What it looks like is political speech is getting to be illegal but rutting like farm animals on TV at dinnertime is pretty near a constitutional duty. That's what Ben Franklin wanted, I guess.
Last I heard, the Fourth Amendment said, "The right of the people to be secure in their persons, houses, papers, and effects, against unreasonable searches and seizures, shall not be violated, and no warrants shall issue, but upon probable cause, supported by oath or affirmation, and particularly describing the place to be searched, and the persons or things to be seized."
The intent's as plain as warts on a prom queen. But now the Pentagon is going to spy on everybody's email and bank accounts and credit cards because there might be a terrorist somewhere in the world, and if a ninety-six year old Christian woman in a wheel chair wants to fly on an airplane the feddle police will body search her and now they're going to open all our suitcases to check out our books and sex toys and whether our clothes are clean. That's reasonable?

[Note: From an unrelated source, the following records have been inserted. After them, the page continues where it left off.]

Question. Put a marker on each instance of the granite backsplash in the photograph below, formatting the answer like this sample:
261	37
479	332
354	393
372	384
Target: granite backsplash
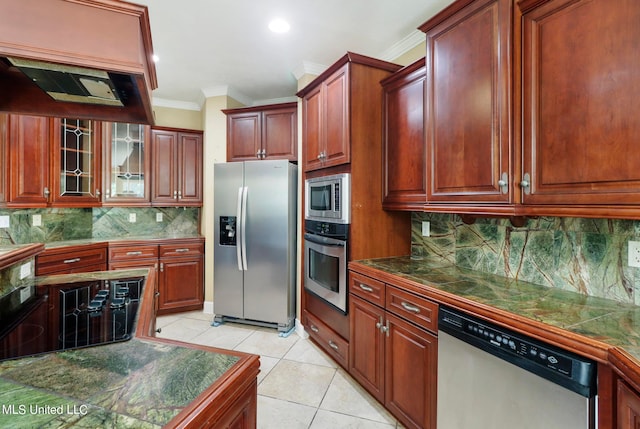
63	224
588	256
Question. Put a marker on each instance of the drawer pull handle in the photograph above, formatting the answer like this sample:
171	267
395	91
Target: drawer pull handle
366	288
410	307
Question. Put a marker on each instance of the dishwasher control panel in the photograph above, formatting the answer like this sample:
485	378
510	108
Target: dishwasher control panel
561	366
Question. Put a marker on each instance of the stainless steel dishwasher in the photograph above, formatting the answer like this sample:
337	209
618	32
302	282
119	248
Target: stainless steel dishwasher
492	378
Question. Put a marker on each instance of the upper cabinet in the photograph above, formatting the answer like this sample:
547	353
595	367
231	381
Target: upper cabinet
580	103
127	160
177	167
468	103
52	161
262	132
329	104
403	139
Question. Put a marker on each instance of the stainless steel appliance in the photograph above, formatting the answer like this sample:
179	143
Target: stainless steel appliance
325	249
255	243
491	377
328	198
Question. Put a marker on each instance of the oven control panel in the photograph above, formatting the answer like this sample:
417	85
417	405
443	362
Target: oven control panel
561	366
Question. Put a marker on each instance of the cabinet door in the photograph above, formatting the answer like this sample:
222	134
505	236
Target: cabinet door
404	159
189	169
243	136
165	187
76	163
336	119
410	373
280	134
580	102
180	285
468	102
312	129
628	413
28	141
367	346
127	164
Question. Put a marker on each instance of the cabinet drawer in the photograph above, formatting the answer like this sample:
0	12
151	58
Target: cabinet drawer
412	307
332	343
66	260
182	249
129	253
367	288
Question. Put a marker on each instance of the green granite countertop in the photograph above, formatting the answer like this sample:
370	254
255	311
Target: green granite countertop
134	384
604	320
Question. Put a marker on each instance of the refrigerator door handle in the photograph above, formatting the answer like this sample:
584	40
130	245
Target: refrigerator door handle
238	231
245	191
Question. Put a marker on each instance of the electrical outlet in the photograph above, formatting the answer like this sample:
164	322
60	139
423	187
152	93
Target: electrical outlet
426	228
634	254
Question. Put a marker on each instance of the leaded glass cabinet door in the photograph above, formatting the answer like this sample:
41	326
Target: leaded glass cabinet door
76	170
127	162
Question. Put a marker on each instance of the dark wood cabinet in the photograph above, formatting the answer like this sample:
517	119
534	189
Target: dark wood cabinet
262	132
468	103
177	167
404	156
580	99
393	349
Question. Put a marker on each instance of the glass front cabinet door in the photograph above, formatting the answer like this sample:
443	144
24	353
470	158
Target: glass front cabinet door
76	156
127	164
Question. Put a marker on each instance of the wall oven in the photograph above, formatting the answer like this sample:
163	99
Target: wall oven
325	247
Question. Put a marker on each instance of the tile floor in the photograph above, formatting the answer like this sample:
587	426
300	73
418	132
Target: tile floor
298	385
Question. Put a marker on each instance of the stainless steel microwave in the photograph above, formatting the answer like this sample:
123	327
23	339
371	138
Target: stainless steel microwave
328	198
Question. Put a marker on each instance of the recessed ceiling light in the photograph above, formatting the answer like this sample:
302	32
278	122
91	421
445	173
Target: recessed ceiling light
279	25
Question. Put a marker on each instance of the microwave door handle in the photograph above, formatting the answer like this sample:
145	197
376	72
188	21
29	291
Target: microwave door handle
325	241
245	191
238	229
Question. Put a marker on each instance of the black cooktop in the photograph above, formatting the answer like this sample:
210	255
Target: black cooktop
44	318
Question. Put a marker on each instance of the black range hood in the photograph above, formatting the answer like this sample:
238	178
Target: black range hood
89	59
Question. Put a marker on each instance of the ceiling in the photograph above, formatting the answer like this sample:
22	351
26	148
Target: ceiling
223	47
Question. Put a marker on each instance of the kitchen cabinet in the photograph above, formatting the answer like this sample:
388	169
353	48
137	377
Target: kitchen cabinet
177	167
404	158
52	161
179	266
338	110
394	349
72	259
127	160
468	103
579	103
262	132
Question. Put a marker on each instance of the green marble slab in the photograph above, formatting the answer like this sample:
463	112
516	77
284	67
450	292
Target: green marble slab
602	319
134	384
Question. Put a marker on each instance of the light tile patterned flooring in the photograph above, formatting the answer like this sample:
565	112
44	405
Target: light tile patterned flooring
298	385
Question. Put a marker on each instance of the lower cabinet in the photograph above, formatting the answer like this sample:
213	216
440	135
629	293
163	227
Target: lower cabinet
393	353
180	268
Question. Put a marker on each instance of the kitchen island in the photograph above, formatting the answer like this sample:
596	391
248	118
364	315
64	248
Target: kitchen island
143	382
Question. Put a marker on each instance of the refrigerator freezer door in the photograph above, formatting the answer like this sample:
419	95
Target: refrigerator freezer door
270	197
227	277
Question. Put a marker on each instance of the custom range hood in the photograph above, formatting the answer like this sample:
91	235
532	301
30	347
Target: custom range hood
89	59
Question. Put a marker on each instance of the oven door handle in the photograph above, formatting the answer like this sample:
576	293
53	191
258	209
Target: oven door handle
325	241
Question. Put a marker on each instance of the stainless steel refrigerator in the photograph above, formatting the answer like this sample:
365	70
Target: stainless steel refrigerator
254	257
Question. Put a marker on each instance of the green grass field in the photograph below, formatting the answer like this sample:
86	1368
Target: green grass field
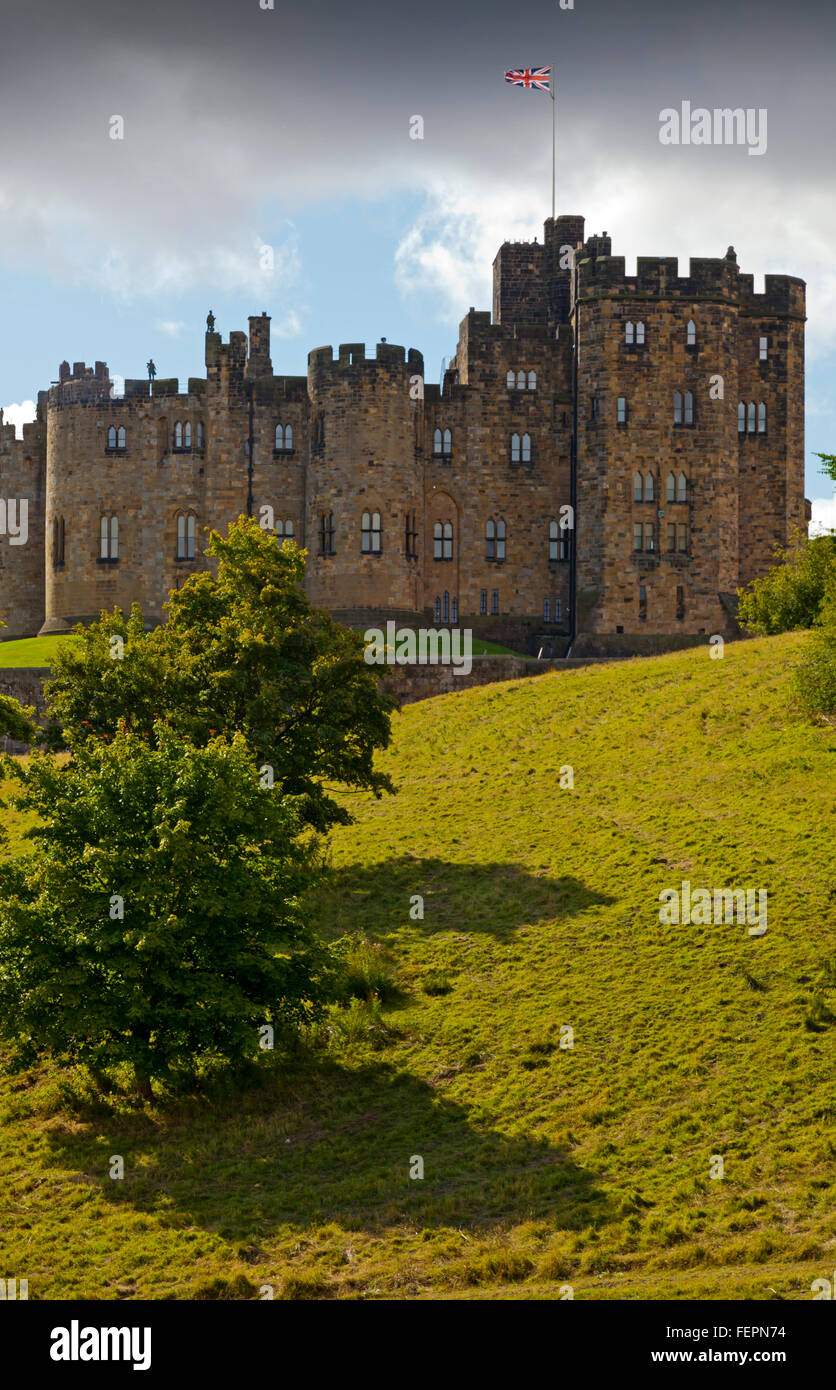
544	1166
32	651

When I was a kid my teacher always said I was special and she hoped I'd go a long way, though I think she'd have been satisfied with the next county. Well, I hope she meant I was special dumb, because if I understand the Supreme Court right, they're just riverboat card-sharpers in Zorro suits. Just about nothing the Court makes us do ever occurred to the Fathers. Mostly it's what they were trying to get away from.
Those grifters are making it up. That's all.